Once upon a time, it might have been big news that The Bachelor was coming back for a second chance at love; that he had a criminal record; that he had a love child. This season, these revelations were met with a resounding "meh." Too dull for camp, too contrived for drama, The Bachelor is a relic from an earlier time in reality TV. And it's no coincidence that ratings have steadily slipped.

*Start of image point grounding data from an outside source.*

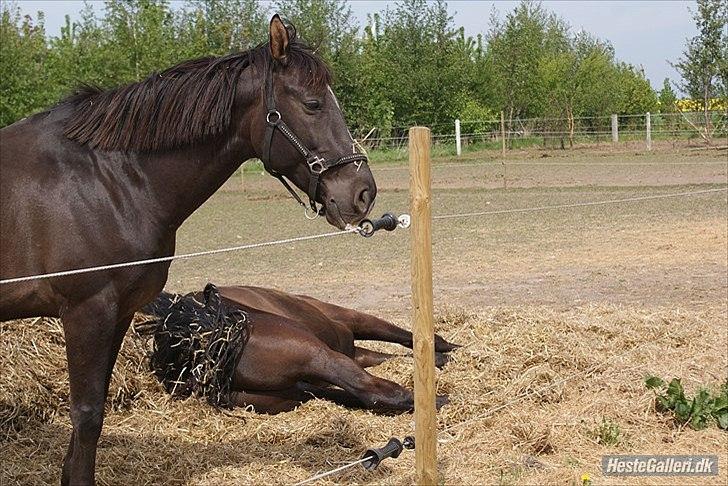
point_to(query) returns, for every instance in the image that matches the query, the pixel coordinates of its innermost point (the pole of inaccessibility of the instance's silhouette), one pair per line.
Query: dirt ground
(562, 313)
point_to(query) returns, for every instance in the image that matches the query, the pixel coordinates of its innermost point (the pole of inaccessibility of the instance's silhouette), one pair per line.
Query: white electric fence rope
(343, 232)
(581, 204)
(176, 257)
(333, 471)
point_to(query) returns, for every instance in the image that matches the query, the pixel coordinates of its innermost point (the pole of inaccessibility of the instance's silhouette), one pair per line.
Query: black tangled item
(196, 344)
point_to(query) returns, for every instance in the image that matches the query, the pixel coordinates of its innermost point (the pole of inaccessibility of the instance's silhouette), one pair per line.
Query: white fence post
(648, 127)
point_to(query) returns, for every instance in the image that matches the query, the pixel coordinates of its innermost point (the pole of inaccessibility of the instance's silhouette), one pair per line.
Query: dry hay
(528, 395)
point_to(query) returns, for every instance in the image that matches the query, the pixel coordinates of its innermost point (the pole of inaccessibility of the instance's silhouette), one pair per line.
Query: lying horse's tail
(198, 339)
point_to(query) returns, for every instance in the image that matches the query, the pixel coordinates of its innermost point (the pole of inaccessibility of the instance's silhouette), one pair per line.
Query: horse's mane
(176, 107)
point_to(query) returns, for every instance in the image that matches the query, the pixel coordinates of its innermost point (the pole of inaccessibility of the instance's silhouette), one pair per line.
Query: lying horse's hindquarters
(300, 346)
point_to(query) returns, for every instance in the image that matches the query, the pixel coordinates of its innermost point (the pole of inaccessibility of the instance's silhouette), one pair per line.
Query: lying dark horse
(297, 347)
(109, 176)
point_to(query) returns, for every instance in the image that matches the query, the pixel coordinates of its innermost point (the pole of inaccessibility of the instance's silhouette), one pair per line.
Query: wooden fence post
(648, 128)
(503, 134)
(423, 326)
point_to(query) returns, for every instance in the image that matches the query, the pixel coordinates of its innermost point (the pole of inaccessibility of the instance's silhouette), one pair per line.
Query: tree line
(410, 64)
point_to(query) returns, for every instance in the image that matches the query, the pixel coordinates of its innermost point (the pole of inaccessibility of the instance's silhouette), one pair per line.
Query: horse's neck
(182, 180)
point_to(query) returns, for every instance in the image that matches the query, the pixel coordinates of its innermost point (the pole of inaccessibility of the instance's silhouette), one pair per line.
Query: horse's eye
(313, 104)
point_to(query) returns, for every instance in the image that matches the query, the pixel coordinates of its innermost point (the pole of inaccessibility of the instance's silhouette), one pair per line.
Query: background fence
(565, 133)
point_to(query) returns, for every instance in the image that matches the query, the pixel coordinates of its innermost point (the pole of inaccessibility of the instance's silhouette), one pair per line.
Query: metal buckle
(316, 165)
(277, 116)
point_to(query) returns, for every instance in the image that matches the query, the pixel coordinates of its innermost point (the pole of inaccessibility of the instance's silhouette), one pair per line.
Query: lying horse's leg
(93, 334)
(374, 392)
(366, 357)
(270, 402)
(369, 327)
(366, 326)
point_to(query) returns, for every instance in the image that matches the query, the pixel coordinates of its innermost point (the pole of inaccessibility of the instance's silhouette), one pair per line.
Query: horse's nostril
(363, 200)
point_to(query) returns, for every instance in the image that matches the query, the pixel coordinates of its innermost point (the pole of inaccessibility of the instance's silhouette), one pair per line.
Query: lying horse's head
(305, 137)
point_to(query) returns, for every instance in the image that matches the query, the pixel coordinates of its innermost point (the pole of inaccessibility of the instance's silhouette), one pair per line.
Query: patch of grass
(607, 432)
(699, 411)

Remember when everyone in the country knew the name "Richard Hatch?" And American Idol resulted in abysmal movie musicals? And people actually cared who Alex gave the rose to? Simpler times. That seem so very, very remote. It's not just that we're jaded by every variation imaginable on the concept or that our tastes are so much more sophisticated. Rather, I think we're only willing to be insulted so much. Insulted by the retrograde, harem-esque gender dynamic; insulted by the "white knight" premise; and most of all insulted by the suggestion that anyone's actually in it for love.

But most insulting is the premise that we literally can't remember the events of the past decade. There has not been a single lasting match to come out of this show unless you count Trista and that guy who changed his mind and switched women, and as such it requires a serious suspension of disbelief to find the premise palatable. ( The host, meanwhile, is married to his high school sweetheart.) Given that we're already suspending disbelief in order to pretend the Bachelor isn't a douche and the women don't all want to be famous, it's simply asking too much. In short, The Bachelor has not produced a Kelly Clarkson. Or even a Clay Aiken. Instead, it's been 15 seasons of Justin Guarinis. Except Justin Guarinis perpetuating an outmoded and offensive dynamic with a tired premise. To stretch a metaphor. Maybe as a country, we just don't believe in fake love anymore. At least, not the rose ceremony varietal.